Nutrition and Mental Health Research Fund

Donor Advised Fund, Research

The Nutrition and Mental Health Research Fund supports research on the ability of multi-nutrient treatments to reverse and prevent the onset of psychiatric symptoms and is well on its way to raising an initial $1,000,000 for its first round of research grants.

Where the problem lies

Scientific reports accumulating for the past 20 years have shown dramatic restoration of good mental health in people consuming broad-spectrum formulas of micronutrients (mostly minerals and vitamins). Initially, these results were surprising, because the prior century of research had shown very modest improvements with nutrient treatments. But there was a key difference: the older research consisted of studies of single nutrients, and the modern research is studying formulas with multiple nutrients. The tremendous advantage of broad-spectrum formulas is that they represent what the brain actually needs: all dietary minerals and vitamins, on a daily basis, and in proper balance.

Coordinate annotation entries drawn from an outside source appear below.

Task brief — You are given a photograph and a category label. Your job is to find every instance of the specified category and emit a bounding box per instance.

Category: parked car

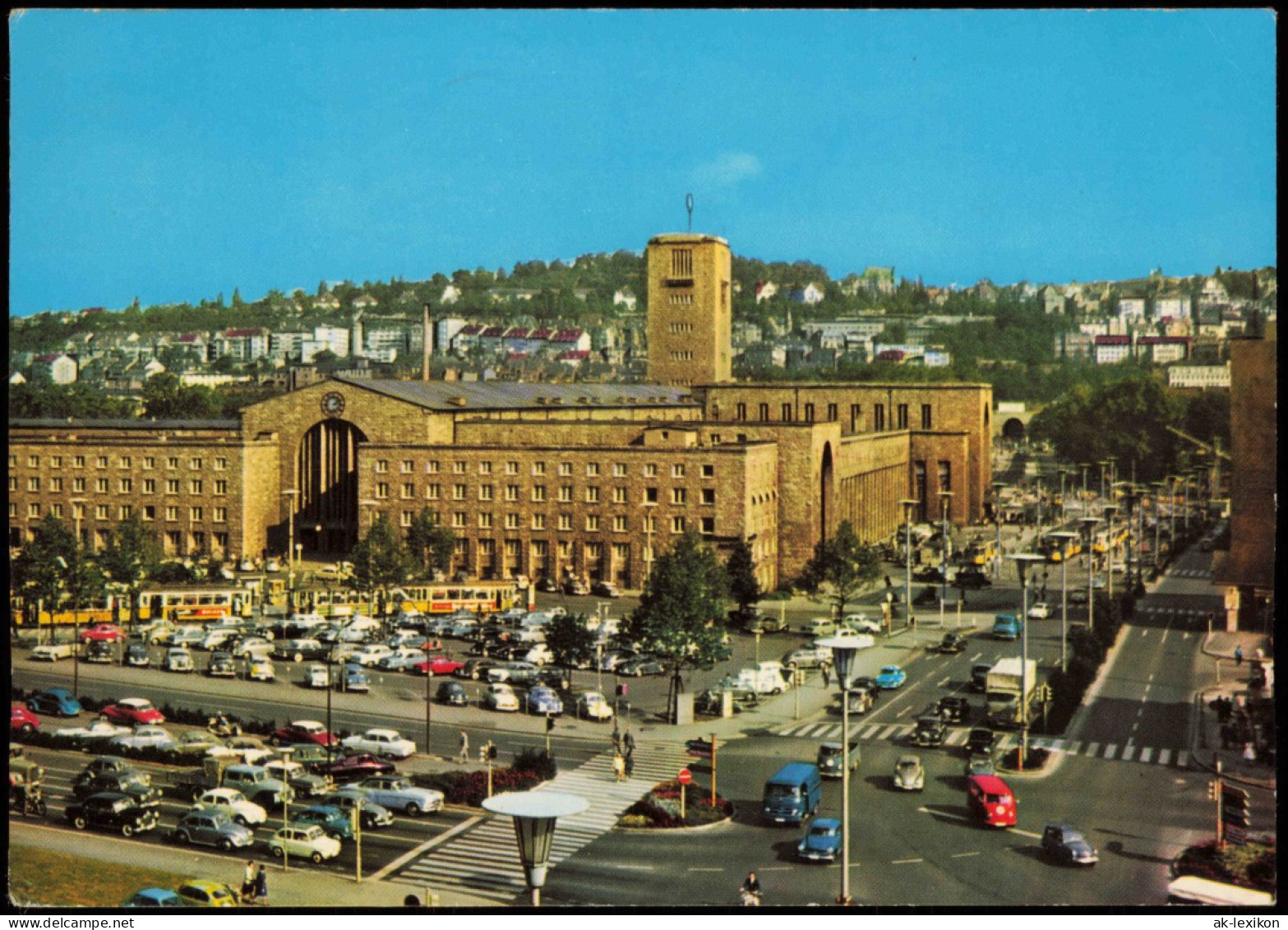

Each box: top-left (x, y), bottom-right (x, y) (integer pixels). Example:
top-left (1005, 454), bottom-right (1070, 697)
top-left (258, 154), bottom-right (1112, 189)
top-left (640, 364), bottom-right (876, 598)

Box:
top-left (340, 726), bottom-right (414, 759)
top-left (66, 791), bottom-right (159, 836)
top-left (893, 756), bottom-right (926, 791)
top-left (358, 775), bottom-right (443, 817)
top-left (1042, 823), bottom-right (1100, 866)
top-left (434, 682), bottom-right (470, 707)
top-left (876, 664), bottom-right (908, 691)
top-left (483, 682), bottom-right (519, 711)
top-left (291, 803), bottom-right (353, 840)
top-left (268, 825), bottom-right (340, 862)
top-left (170, 807), bottom-right (255, 853)
top-left (27, 688), bottom-right (81, 718)
top-left (796, 817), bottom-right (841, 862)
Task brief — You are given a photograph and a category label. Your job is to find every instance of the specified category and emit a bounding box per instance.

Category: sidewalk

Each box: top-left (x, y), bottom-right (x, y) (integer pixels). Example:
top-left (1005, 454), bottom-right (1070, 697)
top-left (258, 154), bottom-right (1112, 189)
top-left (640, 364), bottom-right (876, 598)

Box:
top-left (1190, 632), bottom-right (1277, 789)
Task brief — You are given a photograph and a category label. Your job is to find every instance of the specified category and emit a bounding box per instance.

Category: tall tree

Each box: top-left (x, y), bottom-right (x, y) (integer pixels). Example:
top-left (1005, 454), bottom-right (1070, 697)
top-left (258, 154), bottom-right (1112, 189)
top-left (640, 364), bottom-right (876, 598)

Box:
top-left (801, 521), bottom-right (881, 617)
top-left (627, 530), bottom-right (729, 706)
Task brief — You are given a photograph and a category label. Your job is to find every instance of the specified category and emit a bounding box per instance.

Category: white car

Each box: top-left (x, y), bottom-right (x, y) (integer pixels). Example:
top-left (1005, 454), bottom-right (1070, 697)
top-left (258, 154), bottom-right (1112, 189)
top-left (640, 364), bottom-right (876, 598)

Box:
top-left (268, 823), bottom-right (340, 862)
top-left (195, 789), bottom-right (268, 827)
top-left (340, 729), bottom-right (416, 759)
top-left (577, 691), bottom-right (613, 720)
top-left (483, 682), bottom-right (519, 711)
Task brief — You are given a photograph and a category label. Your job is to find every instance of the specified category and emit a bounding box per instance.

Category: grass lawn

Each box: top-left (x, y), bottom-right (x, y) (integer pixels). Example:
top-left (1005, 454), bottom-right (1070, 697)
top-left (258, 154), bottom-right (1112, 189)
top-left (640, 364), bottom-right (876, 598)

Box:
top-left (9, 845), bottom-right (188, 908)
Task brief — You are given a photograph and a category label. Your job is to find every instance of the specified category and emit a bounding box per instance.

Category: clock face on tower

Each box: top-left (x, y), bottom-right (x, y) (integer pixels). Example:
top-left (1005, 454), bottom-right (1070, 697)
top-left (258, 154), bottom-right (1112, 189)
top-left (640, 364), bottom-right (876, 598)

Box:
top-left (322, 391), bottom-right (344, 416)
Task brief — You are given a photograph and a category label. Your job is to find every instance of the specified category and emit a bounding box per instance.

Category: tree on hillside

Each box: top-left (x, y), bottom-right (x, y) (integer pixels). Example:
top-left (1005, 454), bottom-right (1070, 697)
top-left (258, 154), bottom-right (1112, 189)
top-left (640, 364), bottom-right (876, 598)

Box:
top-left (801, 521), bottom-right (881, 617)
top-left (626, 530), bottom-right (729, 707)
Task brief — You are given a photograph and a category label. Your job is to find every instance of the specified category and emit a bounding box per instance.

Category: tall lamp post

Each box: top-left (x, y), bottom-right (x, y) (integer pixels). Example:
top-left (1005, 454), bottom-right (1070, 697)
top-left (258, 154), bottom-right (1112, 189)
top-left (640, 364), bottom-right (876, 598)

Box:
top-left (483, 791), bottom-right (590, 907)
top-left (899, 498), bottom-right (918, 626)
top-left (1009, 553), bottom-right (1046, 771)
top-left (1051, 530), bottom-right (1090, 671)
top-left (818, 636), bottom-right (859, 905)
top-left (939, 491), bottom-right (953, 607)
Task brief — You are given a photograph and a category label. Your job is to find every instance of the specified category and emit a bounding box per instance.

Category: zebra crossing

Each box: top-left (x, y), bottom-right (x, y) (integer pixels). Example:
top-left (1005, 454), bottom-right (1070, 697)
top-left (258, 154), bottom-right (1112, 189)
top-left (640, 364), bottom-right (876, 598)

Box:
top-left (775, 721), bottom-right (1190, 769)
top-left (386, 743), bottom-right (686, 905)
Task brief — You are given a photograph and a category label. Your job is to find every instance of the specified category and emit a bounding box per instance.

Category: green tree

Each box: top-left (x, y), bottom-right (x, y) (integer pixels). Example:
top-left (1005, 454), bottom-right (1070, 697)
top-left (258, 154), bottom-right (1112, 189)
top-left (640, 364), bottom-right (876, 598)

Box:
top-left (407, 507), bottom-right (456, 573)
top-left (98, 512), bottom-right (164, 627)
top-left (801, 521), bottom-right (881, 617)
top-left (626, 530), bottom-right (729, 706)
top-left (725, 539), bottom-right (763, 608)
top-left (546, 613), bottom-right (595, 680)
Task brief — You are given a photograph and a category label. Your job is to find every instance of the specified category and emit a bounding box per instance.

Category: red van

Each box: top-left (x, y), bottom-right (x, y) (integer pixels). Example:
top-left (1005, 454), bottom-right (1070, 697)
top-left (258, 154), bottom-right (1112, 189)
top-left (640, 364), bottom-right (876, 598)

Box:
top-left (966, 775), bottom-right (1015, 827)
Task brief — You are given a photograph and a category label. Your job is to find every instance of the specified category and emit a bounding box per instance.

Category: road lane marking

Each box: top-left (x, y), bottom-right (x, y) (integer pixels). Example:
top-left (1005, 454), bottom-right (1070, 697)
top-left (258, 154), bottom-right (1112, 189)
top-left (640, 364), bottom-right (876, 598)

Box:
top-left (371, 817), bottom-right (483, 881)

Unfortunately, it is primarily the single nutrient treatment studies that receive government funding, in part because they appeal to our Western way of thinking that there is a silver bullet for every problem (e.g., penicillin for a specific infection, so why not vitamin D for depression?). But humans need many (perhaps at least 50) micronutrients for optimal brain function. Why would anyone expect a single nutrient to have a significant impact on complex brain function? At best, single nutrients appear to boost the impact of medications, but our goal is to restore normal brain function: this achievement requires a broad spectrum of nutrients.

We need to build our scientific knowledge about the treatment of mental health problems with formulas containing multiple micronutrients. There have been two significant obstacles up to this point: the excessive influence of pharmaceutical companies which spend billions of dollars on clinical trials but will not support nutrient treatment trials because they will not benefit financially, and the bias of conventional funding sources (mostly government agencies) toward supporting clinical trials of single nutrients. These two obstacles have prevented the flow of funds to support research on multi-nutrient treatments, even though those are the treatments that have been shown to have the greatest benefit for mental health.

Help is on the way

Fund donations are now supporting additional research on these multi-nutrient treatments. Although the the evidence is strong that dietary habits are associated with psychiatric symptoms, there are two areas in particular needing additional research: 1) the ability of multi-nutrient treatments to reverse psychiatric symptoms, and 2) evaluation of the use of nutritional interventions to prevent psychiatric symptoms. The first goal of this fund is to enhance our scientific knowledge of the potential uses of broad-spectrum nutrients for both treatment and prevention.

Once further research data has accumulated, the fund will support knowledge translation and dissemination to professionals and the public.

Studies currently enrolling new participants

Micronutrients for Bipolar Disorder – Bangor, Maine

 

Once further research data has accumulated, the fund will support knowledge translation and dissemination to professionals and the public.

The latest Fund-sponsored published research: Development of a Composite Primary Outcome Score for Children with Attention-Deficit/Hyperactivity Disorder and Emotional Dysregulation, JOURNAL OF CHILD AND ADOLESCENT PSYCHOPHARMACOLOGY,
Vol 30, No. 3, 2020

Dr. Kaplan’s latest published research: A randomised trial of nutrient supplements to minimise psychological stress after a natural disaster. Psychiatry Research (2015).

Blog posts by Dr. Kaplan and Dr. Julia Rucklidge


Fund advisor Dr. Bonnie Kaplan, PhD is a member of the new International Society for Nutritional Psychiatry Research (ISNPR). For many years, she studied developmental disorders in children, especially ADHD and reading disabilities (dyslexia). Dr. Kaplan was part of a team from University of Calgary and University of British Columbia which helped in the search for genes that predispose children to dyslexia. Also, with her students, she investigated the characteristics of adults with ADHD. Such work led her to further investigations of the role of nutrition. Another interest has been the mood symptoms that accompany ADHD and learning difficulties, and the role of micronutrient treatment of mood, aggression and explosive rage. This progression of topics has resulted in a research program focused on the role of nutrition in brain development and in brain function, especially the use of broad spectrum micronutrient treatment for mental disorders.